Unintentional radiation to other abdominal OARS, including the liver, kidneys, pancreas, and bowel, is also likely to contribute to late effects among long-term survivors, such as kidney disease , liver disease , bowel obstruction , and diabetes . A direct dose response is still unclear and data is still emerging. Yet despite the limited data, PT still resulted in overall lower mean doses to the kidneys, pancreas, liver, and bowel compared with 3DCRT and IMRT.
While PT appears to reduce OAR doses and integral doses in pediatric patients with stage III HL, as with any new burgeoning technology, diligent scrutiny must accompany this treatment option. As Hall et al  notes, to increase radiation fields to clinically practical sizes, some institutions currently use passive double-scattering delivery techniques, which entails passing the initial proton beam through a scattering foil, potentially introducing uncharged particles called neutrons into the field [36, 37]. Despite the initial apprehension caused by introducing neutrons, studies have shown only small differences in the amount of secondary neutrons generated with PT techniques as compared to photon treatments, suggesting that double-scattering techniques contribute a marginal influence if any on the dose distribution [38, 39]. Furthermore, no clinical study has supported these concerns . As proton centers transition to active scanning techniques that do not require foil scattering, the production of secondary neutrons will become less of a concern.

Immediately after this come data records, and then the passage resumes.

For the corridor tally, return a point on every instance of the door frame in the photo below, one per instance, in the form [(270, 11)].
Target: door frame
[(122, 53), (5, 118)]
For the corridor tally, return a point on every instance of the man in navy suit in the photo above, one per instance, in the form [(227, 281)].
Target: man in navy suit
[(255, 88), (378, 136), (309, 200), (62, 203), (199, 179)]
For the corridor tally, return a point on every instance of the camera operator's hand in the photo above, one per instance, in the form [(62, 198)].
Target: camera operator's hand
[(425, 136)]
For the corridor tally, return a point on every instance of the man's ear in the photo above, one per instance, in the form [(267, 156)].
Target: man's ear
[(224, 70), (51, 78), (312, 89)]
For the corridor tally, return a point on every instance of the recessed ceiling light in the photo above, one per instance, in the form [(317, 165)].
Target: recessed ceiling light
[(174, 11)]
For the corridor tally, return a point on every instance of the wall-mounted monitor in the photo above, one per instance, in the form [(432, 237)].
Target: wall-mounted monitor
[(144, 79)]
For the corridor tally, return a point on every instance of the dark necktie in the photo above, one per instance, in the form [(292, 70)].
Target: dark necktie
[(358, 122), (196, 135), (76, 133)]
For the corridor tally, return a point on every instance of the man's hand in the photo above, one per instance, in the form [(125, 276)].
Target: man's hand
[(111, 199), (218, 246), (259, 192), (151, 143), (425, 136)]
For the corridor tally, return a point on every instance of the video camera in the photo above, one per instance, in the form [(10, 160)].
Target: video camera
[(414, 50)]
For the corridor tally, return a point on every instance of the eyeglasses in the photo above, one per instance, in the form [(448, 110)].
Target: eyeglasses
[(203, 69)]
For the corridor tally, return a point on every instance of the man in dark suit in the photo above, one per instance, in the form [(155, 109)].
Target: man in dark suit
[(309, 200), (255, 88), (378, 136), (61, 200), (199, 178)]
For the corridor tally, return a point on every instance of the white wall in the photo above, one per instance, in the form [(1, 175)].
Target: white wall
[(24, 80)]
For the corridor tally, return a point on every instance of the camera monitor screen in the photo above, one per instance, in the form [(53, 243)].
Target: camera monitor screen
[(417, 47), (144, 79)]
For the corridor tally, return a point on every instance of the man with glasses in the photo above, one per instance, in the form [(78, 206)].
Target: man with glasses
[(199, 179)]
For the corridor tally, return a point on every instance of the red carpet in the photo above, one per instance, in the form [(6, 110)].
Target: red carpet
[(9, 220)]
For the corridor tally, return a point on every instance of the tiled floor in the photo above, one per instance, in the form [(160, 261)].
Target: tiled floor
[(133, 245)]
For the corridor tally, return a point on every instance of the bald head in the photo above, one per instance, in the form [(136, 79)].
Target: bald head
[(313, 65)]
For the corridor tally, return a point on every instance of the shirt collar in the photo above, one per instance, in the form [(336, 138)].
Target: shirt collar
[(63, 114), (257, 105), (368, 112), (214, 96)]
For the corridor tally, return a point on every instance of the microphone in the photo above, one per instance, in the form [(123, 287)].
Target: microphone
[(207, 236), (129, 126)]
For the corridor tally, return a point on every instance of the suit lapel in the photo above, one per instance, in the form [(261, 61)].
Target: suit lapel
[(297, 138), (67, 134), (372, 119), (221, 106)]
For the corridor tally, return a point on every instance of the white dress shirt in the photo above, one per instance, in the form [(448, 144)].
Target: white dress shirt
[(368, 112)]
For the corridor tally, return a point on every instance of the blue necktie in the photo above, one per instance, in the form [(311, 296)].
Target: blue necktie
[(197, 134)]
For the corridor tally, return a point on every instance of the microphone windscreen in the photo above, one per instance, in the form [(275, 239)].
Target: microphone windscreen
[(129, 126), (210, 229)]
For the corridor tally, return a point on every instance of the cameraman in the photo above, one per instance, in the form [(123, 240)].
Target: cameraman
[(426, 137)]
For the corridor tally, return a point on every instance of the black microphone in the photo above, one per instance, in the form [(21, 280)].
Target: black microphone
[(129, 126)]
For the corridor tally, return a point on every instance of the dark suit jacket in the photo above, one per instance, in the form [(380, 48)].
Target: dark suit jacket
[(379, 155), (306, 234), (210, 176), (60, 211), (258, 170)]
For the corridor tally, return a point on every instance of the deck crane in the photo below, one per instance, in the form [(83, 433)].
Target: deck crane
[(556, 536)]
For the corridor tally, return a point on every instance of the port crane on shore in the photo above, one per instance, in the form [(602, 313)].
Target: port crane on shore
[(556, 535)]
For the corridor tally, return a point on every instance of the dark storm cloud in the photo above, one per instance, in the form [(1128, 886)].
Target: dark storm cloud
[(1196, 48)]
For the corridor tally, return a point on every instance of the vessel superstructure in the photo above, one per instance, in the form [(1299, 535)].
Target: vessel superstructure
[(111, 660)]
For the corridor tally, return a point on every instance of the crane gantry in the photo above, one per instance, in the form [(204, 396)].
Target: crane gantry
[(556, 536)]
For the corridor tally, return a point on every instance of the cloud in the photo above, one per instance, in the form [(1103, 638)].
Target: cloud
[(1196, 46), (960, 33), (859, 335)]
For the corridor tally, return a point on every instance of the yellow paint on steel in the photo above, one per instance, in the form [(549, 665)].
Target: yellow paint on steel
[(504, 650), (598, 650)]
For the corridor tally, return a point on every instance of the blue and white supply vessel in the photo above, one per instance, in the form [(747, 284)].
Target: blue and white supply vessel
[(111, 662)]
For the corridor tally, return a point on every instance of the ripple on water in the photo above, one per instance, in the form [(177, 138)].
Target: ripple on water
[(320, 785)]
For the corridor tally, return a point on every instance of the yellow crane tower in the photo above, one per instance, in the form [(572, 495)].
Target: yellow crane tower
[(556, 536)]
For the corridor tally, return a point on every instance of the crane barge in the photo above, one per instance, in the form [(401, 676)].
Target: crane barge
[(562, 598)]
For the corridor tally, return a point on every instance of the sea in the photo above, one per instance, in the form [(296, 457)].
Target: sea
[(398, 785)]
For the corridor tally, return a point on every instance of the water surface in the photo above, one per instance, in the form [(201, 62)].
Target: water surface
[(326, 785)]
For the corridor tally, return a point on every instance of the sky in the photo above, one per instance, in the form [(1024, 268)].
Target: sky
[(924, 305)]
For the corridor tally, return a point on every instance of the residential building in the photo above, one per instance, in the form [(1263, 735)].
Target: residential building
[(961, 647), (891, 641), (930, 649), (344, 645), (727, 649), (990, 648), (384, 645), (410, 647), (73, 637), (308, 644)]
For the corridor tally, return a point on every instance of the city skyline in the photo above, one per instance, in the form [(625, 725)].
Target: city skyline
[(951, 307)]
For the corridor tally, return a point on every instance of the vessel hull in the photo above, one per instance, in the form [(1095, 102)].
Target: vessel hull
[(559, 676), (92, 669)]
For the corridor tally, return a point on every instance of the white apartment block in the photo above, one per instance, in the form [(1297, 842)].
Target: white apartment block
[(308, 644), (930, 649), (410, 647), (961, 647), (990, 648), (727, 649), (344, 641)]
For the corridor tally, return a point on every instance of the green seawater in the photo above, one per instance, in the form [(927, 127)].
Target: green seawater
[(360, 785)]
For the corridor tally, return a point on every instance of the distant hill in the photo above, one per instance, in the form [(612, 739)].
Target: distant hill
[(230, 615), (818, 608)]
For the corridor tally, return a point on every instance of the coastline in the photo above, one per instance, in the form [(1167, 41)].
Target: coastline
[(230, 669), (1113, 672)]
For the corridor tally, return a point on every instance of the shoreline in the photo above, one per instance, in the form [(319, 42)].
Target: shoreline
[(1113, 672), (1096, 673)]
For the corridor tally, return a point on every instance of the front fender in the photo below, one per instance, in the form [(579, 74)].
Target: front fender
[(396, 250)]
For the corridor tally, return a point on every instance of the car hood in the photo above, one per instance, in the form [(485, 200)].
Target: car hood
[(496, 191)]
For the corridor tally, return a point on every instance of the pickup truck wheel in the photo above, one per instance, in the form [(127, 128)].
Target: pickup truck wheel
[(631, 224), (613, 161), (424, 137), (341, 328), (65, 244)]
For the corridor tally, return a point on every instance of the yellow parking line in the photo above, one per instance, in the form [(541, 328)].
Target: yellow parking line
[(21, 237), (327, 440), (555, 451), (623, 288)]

Because of its small sample size, the present analysis may not have considered all of the potential disease sites in patients with stage III HL. Nevertheless, we included patients with involved head and neck, thoracic, abdominal, pelvic, and inguinal nodes, thereby representing a wide range of classic locations typically seen at presentation.
As this investigation supports, PT reduces radiation to nontargeted tissues in stage III HL pediatric patients without compromising target coverage. This improvement in OAR sparing and reduction in integral dose suggests an increased margin of safety against the long-term side effects of radiation therapy, and establishes the foundation for the clinical use of PT in this patient population.
ADDITIONAL INFORMATION AND DECLARATIONS
Conflict of Interest Statement: The authors have no conflicts of interest to disclose.
Acknowledgments: We would like to thank Jessica Kirwan and the editorial staff of the University of Florida Department of Radiation Oncology for editing and preparing the manuscript for publication, and Natalie Getman and Debbie Louis for dosimetric assistance on the study.